Government drops plans to ban veiled voting
"We have other priorities as far as increasing voter participation and with the expanded voting opportunities legislation," Steven Fletcher said in an interview.
"And that is our focus. That obviously will affect a lot more people."
Dmitri Soudas, a spokesperson for Prime Minister Stephen Harper, confirmed the government still supports the idea of forcing voters to reveal their faces, but said the bill doesn't have opposition support.
"The bottom line is even if we were to proceed with legislation, it would be voted down immediately," Soudas said.
The government introduced the bill in October 2007, a month after an Elections Canada ruling allowed Muslim women to vote with their faces covered by burkas or niqabs during three Quebec byelections.
That decision infuriated the government, and Harper accused Elections Canada of subverting the will of Parliament, which several months earlier had unanimously adopted legislation beefing up voter identification requirements.

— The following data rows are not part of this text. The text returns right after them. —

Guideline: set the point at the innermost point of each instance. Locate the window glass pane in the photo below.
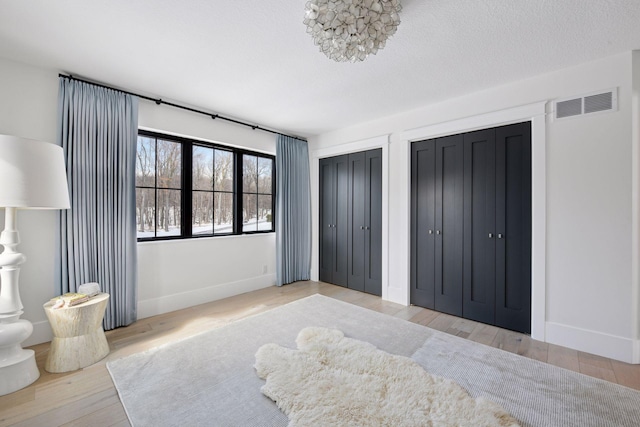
(264, 175)
(145, 212)
(249, 174)
(202, 214)
(249, 212)
(224, 171)
(223, 213)
(146, 162)
(202, 167)
(168, 213)
(265, 218)
(169, 164)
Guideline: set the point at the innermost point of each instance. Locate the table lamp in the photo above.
(32, 176)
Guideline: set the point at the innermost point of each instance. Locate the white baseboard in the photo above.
(397, 295)
(598, 343)
(178, 301)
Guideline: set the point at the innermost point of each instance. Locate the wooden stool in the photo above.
(78, 337)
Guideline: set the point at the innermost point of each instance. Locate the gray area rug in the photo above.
(209, 379)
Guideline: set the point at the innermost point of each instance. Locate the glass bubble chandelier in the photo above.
(351, 30)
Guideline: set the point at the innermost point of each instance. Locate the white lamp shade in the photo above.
(32, 174)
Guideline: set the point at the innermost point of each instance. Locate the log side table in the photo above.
(78, 337)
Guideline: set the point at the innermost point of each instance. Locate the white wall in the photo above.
(178, 274)
(590, 291)
(28, 108)
(172, 275)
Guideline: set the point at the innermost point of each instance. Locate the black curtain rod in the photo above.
(159, 101)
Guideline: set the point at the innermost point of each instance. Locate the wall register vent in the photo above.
(598, 102)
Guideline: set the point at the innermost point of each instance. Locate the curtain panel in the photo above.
(97, 129)
(293, 211)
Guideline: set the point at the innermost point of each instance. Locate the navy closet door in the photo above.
(436, 224)
(513, 225)
(340, 264)
(448, 221)
(327, 215)
(373, 222)
(333, 220)
(423, 223)
(480, 226)
(357, 220)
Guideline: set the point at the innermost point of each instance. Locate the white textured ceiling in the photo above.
(251, 59)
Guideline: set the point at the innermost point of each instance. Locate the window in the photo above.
(187, 188)
(256, 188)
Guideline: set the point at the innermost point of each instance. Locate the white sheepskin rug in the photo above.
(336, 381)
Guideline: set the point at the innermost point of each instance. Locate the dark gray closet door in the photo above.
(448, 224)
(340, 264)
(423, 223)
(334, 174)
(357, 220)
(513, 225)
(327, 219)
(373, 222)
(480, 226)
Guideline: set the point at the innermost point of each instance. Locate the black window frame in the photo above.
(186, 191)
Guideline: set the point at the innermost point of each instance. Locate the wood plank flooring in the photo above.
(88, 398)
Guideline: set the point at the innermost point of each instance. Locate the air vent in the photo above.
(568, 108)
(587, 104)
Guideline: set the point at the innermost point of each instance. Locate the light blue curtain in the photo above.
(97, 129)
(293, 211)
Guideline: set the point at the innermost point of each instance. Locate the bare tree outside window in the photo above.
(257, 192)
(207, 205)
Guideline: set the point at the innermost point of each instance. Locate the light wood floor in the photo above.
(88, 398)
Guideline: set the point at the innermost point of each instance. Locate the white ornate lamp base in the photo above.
(17, 366)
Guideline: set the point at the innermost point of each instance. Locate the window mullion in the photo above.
(237, 193)
(187, 189)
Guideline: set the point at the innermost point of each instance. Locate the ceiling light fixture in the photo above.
(351, 30)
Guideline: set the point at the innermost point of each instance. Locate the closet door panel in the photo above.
(327, 210)
(423, 221)
(513, 251)
(480, 226)
(340, 261)
(357, 221)
(449, 203)
(373, 216)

"I profoundly disagree with the decision," Harper said at the time. "The role of Elections Canada is not to make its own laws, it's to put into place the laws that Parliament has passed."

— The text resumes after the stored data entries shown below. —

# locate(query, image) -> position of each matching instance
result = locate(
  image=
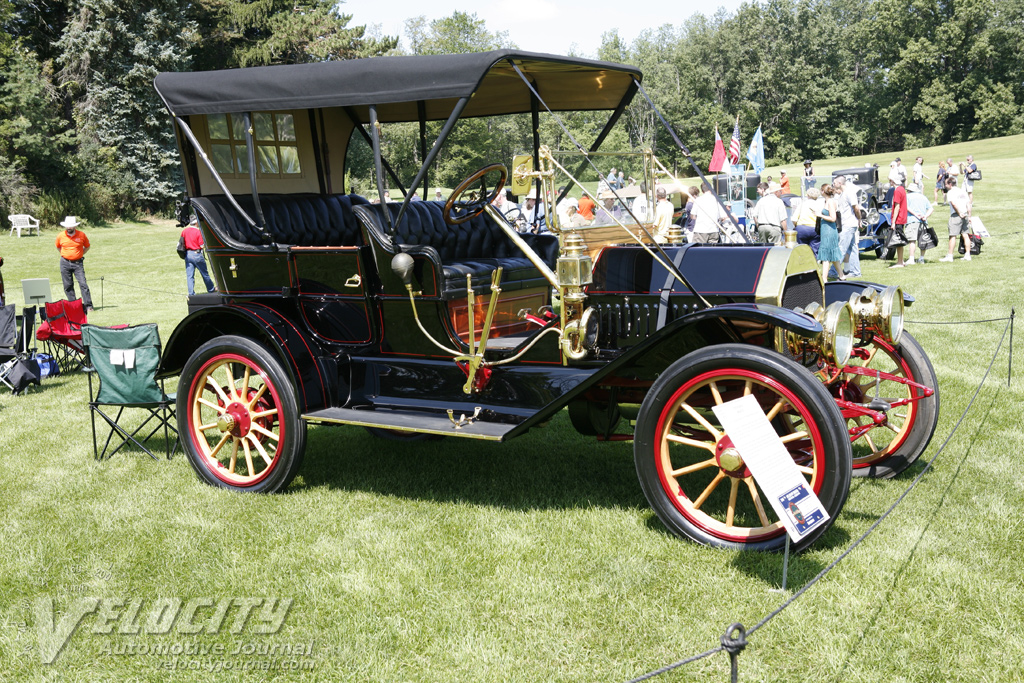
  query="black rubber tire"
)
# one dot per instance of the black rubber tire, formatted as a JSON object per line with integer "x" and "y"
{"x": 926, "y": 417}
{"x": 829, "y": 449}
{"x": 266, "y": 371}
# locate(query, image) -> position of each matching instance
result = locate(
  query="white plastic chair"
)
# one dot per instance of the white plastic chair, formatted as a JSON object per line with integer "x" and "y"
{"x": 23, "y": 221}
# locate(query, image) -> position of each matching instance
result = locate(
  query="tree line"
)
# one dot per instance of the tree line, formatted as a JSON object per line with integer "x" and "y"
{"x": 83, "y": 132}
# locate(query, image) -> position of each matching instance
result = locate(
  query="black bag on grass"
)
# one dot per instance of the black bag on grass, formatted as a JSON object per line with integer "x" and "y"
{"x": 976, "y": 244}
{"x": 23, "y": 374}
{"x": 927, "y": 239}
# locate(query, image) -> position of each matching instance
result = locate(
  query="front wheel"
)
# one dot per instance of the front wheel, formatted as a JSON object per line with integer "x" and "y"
{"x": 885, "y": 451}
{"x": 691, "y": 474}
{"x": 239, "y": 417}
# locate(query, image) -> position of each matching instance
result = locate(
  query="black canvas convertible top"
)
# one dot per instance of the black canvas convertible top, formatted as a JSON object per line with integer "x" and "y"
{"x": 396, "y": 84}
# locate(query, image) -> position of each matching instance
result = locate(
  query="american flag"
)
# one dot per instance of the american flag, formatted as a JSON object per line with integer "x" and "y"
{"x": 734, "y": 144}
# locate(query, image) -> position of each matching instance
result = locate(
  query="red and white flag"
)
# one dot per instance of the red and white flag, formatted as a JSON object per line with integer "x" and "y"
{"x": 718, "y": 156}
{"x": 734, "y": 144}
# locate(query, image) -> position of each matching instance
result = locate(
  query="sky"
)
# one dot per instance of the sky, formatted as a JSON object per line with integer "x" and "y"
{"x": 539, "y": 26}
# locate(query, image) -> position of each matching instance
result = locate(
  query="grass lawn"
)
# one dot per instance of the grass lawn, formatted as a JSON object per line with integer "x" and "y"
{"x": 535, "y": 560}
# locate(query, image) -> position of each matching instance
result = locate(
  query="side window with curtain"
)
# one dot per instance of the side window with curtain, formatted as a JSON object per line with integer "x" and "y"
{"x": 273, "y": 134}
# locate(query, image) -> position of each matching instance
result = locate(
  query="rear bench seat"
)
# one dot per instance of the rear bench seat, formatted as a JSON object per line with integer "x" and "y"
{"x": 476, "y": 248}
{"x": 300, "y": 220}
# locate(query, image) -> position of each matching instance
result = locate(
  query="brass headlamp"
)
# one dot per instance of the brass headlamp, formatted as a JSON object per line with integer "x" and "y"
{"x": 881, "y": 312}
{"x": 835, "y": 343}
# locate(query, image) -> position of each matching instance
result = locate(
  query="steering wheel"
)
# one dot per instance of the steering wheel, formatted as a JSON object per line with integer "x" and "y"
{"x": 457, "y": 211}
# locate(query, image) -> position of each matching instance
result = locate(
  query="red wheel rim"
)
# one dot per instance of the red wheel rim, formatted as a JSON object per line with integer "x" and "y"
{"x": 880, "y": 442}
{"x": 235, "y": 422}
{"x": 711, "y": 492}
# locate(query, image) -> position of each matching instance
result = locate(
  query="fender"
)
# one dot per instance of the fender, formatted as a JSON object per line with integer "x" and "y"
{"x": 841, "y": 291}
{"x": 312, "y": 372}
{"x": 647, "y": 359}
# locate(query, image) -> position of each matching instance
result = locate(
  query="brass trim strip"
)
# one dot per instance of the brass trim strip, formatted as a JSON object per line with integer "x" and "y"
{"x": 442, "y": 432}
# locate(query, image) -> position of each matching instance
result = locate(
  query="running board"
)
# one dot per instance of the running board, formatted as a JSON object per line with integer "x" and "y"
{"x": 413, "y": 421}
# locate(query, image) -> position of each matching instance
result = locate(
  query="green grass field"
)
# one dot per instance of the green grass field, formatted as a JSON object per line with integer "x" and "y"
{"x": 535, "y": 560}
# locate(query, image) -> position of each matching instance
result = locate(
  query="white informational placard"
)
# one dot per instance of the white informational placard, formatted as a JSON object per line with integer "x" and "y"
{"x": 978, "y": 227}
{"x": 771, "y": 465}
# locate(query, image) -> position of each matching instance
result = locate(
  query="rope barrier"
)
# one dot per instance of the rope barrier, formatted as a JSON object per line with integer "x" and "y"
{"x": 991, "y": 319}
{"x": 735, "y": 644}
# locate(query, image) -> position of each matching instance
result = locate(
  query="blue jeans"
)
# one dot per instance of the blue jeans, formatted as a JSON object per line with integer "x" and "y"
{"x": 807, "y": 236}
{"x": 849, "y": 244}
{"x": 195, "y": 261}
{"x": 70, "y": 271}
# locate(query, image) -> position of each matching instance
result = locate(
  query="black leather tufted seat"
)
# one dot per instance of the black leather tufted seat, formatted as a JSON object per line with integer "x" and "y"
{"x": 302, "y": 220}
{"x": 475, "y": 248}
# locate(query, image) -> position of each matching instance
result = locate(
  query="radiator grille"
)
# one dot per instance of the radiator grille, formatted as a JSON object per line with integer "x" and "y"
{"x": 801, "y": 290}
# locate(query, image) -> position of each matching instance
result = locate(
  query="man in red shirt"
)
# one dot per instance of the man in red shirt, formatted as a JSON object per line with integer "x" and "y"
{"x": 899, "y": 222}
{"x": 195, "y": 258}
{"x": 73, "y": 246}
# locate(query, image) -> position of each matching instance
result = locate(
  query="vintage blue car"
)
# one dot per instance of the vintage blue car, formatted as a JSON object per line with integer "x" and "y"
{"x": 421, "y": 318}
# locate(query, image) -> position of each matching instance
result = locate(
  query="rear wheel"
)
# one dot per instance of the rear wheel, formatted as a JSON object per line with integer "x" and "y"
{"x": 691, "y": 474}
{"x": 887, "y": 450}
{"x": 239, "y": 417}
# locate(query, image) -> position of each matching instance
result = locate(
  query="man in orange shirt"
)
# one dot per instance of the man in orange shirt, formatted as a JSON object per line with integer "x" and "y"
{"x": 73, "y": 246}
{"x": 195, "y": 260}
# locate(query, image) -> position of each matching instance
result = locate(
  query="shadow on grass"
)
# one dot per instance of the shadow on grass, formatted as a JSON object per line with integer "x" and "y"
{"x": 550, "y": 467}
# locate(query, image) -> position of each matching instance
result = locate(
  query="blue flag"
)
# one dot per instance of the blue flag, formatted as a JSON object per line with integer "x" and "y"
{"x": 756, "y": 155}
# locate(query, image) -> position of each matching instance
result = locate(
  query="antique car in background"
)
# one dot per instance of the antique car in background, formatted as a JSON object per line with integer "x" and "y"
{"x": 422, "y": 318}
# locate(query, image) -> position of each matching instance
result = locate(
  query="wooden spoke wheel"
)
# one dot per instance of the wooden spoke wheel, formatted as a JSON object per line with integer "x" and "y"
{"x": 239, "y": 417}
{"x": 691, "y": 473}
{"x": 888, "y": 449}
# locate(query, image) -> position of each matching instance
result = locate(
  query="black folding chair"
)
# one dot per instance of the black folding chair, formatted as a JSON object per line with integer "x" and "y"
{"x": 8, "y": 344}
{"x": 125, "y": 360}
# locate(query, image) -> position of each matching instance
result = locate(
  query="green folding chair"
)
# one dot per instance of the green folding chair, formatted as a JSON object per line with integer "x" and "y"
{"x": 125, "y": 361}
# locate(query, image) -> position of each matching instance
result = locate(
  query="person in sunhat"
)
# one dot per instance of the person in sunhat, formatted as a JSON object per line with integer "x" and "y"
{"x": 770, "y": 215}
{"x": 74, "y": 245}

The government's proposed amendment to the Canada Elections Act would have made a limited exception for any voter whose face is swathed in bandages due to surgery or some other medical reason. It also would have given some flexibility to Elections Canada officials to administer the law in a manner respectful of religious beliefs.
Opposition parties initially supported the proposed legislation, but later backed off when the issue was more closely examined.

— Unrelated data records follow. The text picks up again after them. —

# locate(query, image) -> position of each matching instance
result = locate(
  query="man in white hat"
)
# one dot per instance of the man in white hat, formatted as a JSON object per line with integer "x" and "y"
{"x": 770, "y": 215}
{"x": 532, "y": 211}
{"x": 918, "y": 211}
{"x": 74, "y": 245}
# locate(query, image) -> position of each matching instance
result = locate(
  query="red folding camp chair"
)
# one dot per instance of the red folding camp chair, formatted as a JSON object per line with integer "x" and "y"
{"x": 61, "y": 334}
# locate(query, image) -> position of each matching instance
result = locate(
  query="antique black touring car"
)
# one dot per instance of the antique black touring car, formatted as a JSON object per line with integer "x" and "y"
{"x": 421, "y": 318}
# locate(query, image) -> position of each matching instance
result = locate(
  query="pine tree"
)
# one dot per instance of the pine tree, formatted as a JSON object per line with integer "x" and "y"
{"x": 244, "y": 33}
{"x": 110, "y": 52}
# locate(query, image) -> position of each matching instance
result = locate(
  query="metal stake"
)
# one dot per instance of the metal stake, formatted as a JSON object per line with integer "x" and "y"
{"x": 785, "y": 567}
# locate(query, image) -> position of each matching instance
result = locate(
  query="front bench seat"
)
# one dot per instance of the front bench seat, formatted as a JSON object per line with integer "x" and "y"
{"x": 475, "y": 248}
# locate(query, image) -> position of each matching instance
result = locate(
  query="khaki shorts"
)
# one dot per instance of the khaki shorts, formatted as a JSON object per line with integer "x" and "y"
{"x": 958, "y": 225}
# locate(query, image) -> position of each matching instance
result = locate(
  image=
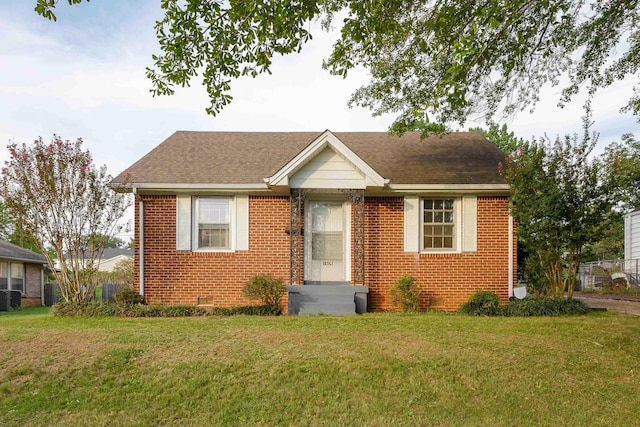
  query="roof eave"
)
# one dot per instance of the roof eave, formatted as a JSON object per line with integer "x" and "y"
{"x": 164, "y": 188}
{"x": 488, "y": 189}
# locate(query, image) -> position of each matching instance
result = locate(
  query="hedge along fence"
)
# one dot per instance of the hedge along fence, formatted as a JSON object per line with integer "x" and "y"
{"x": 88, "y": 309}
{"x": 487, "y": 303}
{"x": 52, "y": 293}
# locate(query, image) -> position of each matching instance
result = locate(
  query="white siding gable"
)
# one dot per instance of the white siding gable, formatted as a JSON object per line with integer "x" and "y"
{"x": 327, "y": 170}
{"x": 632, "y": 235}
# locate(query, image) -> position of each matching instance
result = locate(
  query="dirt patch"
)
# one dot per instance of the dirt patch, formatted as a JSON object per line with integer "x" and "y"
{"x": 613, "y": 304}
{"x": 52, "y": 350}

Chief electoral officer Marc Mayrand noted that the beefed-up ID requirements passed by Parliament in 2007 did not, in fact, authorize the agency to compel visual identification of voters.
Moreover, it was pointed out that thousands of Canadians have no photo ID. Requiring them to show their faces would be meaningless without photo identification against which to verify their identities.
The Elections Act gives voters three ways to prove their identification in order to cast a ballot: provide a government photo ID; provide two pieces of approved ID, at least one of which must state their address (but neither of which must contain a photo); or have another voter registered in the same district vouch for them.
The federal government's decision comes days after French President Nicolas Sarkozy said full-body gowns that are worn by the most conservative Muslim women have no place in France.
Sarkozy said wearing the burka or the niqab isn't about religion, but the subjugation of women.
"In our country, we cannot accept that women be prisoners behind a screen, cut off from all social life, deprived of all identity," Sarkozy said to extended applause in a speech Monday.